Grâce au bénévolat, j’ai pu passer beaucoup de temps à interagir avec d’autres développeurs de logiciels indépendants, dont la plupart ont réussi. J’ai également établi des contacts dans la presse industrielle. J’ai appris comment améliorer mes ventes, et j’ai aussi appris comment obtenir une couverture de presse gratuite pour mes jeux. Cependant, lorsque je faisais du bénévolat, j’ai fait de mon mieux pour me focaliser sur ma contribution à l’association et à ses membres. Les avantages qui en ont découlé sont en quelque sorte des effets secondaires du bénévolat.

C’est ce qui m’a aussi poussé à commencer par écrire des articles. J’ai écrit mon premier article en 1999 pour le bulletin de cette association professionnelle. Pendant les cinq années suivantes, j’écrivais en moyenne cinq articles par an. Quand j’ai commencé à bloguer en 2004, c’était une façon d’étendre l’activité de rédaction occasionnelle d’articles que je faisais depuis 1999. Tout a commencé par une décision d’essayer de faire le contraire de ce que je faisais précédemment.

Je ne crois pas que ce soit vraiment la philosophie consistant à faire le contraire qui a fait la différence par elle-même. Parfois, le simple fait de faire la même chose fonctionnait très bien. Je pense que ce qui comptait le plus, c’est que cette signature énergique que j’ai apportée à mon travail après 1999 était totalement différente. J’ai renoncé à essayer de réussir juste pour moi seul. Je suis devenu plus social au sein de mon industrie et j’ai passé beaucoup de temps à aider les autres à atteindre leurs objectifs. J’ai commencé à penser que mon propre succès faisait partie d’un paysage social plus large.

J’ai commencé à prendre la parole lors des conférences de l’industrie à cette époque. J’ai organisé une table ronde pour les développeurs de jeux indépendants lors de la conférence annuelle des développeurs de jeux. J’ai lancé un forum de discussion en ligne pour les développeurs de jeux indépendants, je l’ai gardé exempt de publicités et je me suis assuré qu’il était intelligemment animé, afin d’offrir un service précieux à la communauté. Je consacrais des centaines d’heures par an à ce genre de projets de service pour les autres. Tout cela n’était pas rémunéré.

Au cours des années qui ont précédé 1999, mon attention était principalement focalisée sur mes propres objectifs. Je voulais réussir, développer mon entreprise, créer des jeux vidéo à succès et gagner beaucoup d’argent. Je voulais aussi en finir avec cette dette. Je pensais vraiment que c’étaient des objectifs dignes et sensés.

Je me disais aussi qu’une fois que je serais devenu riche, je pourrais me concentrer sur ce que je pourrais faire pour redistribuer ma richesse au monde si je le voulais bien, et je serais dans une meilleure position pour le faire. De toute façon, que pouvais-je donner au monde alors que j’étais fauché et endetté ? Je devrais sans doute me concentrer sur mes propres objectifs et faire d’abord quelque chose dans ce sens, n’est-ce pas ? Ne devrais-je pas créer ma propre victoire avant de penser à comment apporter un plus au monde ?

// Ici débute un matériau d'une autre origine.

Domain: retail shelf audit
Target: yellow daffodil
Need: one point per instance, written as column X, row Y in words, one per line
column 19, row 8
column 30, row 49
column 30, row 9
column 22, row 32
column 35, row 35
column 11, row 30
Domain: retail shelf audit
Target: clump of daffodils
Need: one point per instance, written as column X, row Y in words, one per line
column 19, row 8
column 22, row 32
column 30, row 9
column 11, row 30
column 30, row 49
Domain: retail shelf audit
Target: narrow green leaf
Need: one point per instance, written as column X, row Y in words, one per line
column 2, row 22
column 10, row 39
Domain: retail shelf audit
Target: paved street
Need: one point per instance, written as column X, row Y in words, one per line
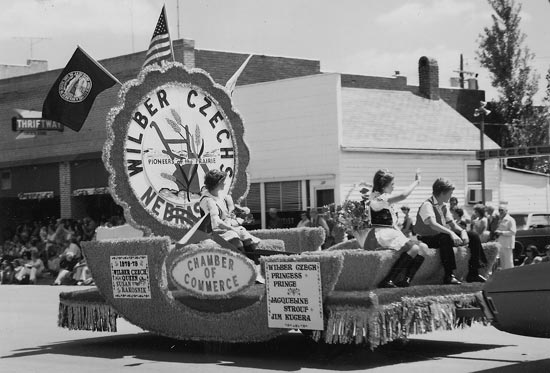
column 32, row 342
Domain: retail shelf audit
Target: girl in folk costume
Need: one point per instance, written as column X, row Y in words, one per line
column 387, row 235
column 222, row 213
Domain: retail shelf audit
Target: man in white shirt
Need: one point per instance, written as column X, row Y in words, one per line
column 436, row 227
column 506, row 237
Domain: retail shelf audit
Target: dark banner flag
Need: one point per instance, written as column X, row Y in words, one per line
column 73, row 93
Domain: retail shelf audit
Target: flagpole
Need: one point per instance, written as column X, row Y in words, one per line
column 178, row 10
column 99, row 65
column 168, row 31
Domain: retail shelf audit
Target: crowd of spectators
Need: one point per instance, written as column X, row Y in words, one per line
column 49, row 249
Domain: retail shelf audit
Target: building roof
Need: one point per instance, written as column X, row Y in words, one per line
column 387, row 119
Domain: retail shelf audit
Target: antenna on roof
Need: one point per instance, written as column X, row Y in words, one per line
column 461, row 72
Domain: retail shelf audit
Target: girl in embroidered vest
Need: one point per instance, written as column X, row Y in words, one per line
column 222, row 213
column 386, row 233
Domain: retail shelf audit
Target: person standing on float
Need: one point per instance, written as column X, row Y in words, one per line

Cette stratégie consistant à travailler uniquement sur mes propres objectifs n’a pas fonctionné lorsque je l’ai appliquée aux affaires et à la création de revenus. Cela avait tout de même bien fonctionné dans d’autres domaines de ma vie, comme l’école, et c’est probablement la raison pour laquelle je m’y suis obstinément accroché si longtemps après.

Payer la dette

J’ai découvert que j’aimais vraiment rendre des services à la communauté autour de moi, surtout en écrivant des articles. Les commentaires que j’ai reçus étaient encourageants parce qu’ils m’ont appris que ce que je partageais faisait réellement changer des choses dans la vie des gens. Mes premiers articles pour l’association professionnelle, qui ont été imprimés dans des bulletins papier et envoyés par la poste à environ 1000 membres, comprenaient une signature avec mon adresse électronique afin que les lecteurs puissent m’envoyer leurs commentaires. Je recevais habituellement quelques courriels pour chaque article, y compris des suggestions pour de nouveaux articles et des demandes de republication.

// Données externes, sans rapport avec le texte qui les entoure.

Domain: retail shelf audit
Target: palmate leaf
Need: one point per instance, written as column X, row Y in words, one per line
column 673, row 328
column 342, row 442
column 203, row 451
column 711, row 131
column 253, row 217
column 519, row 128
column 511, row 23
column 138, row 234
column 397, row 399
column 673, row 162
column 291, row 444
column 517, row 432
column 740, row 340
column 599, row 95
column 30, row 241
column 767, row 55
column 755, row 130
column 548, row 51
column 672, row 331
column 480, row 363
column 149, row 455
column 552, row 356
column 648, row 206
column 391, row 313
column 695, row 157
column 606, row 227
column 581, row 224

Je me souviens quand un concepteur de logiciel m’a contacté après que j’ai écrit pendant plusieurs années, me remerciant et me confiant que mes idées l’ont aidé à bâtir une entreprise avec plus d’un million de dollars de ventes annuelles. Cela m’a vraiment fait réfléchir. Ma propre entreprise n’avait jamais atteint ce niveau, pourtant j’étais en mesure d’aider quelqu’un à obtenir des résultats financiers encore meilleurs.

Certaines personnes pourraient être jalouses de recevoir ce genre de commentaires, mais je me suis senti inspiré et encouragé par cela. Je me suis dit… c’est vraiment cool. Si je n’avais pas écrit ces articles, l’entreprise de ce lecteur n’aurait peut-être pas si bien marché. J’étais fier de ses réalisations, sachant que j’ai joué un rôle important dans l’atteinte de ses objectifs. J’aimais l’idée que mes leçons pourraient en fait être plus utiles pour les autres que pour moi.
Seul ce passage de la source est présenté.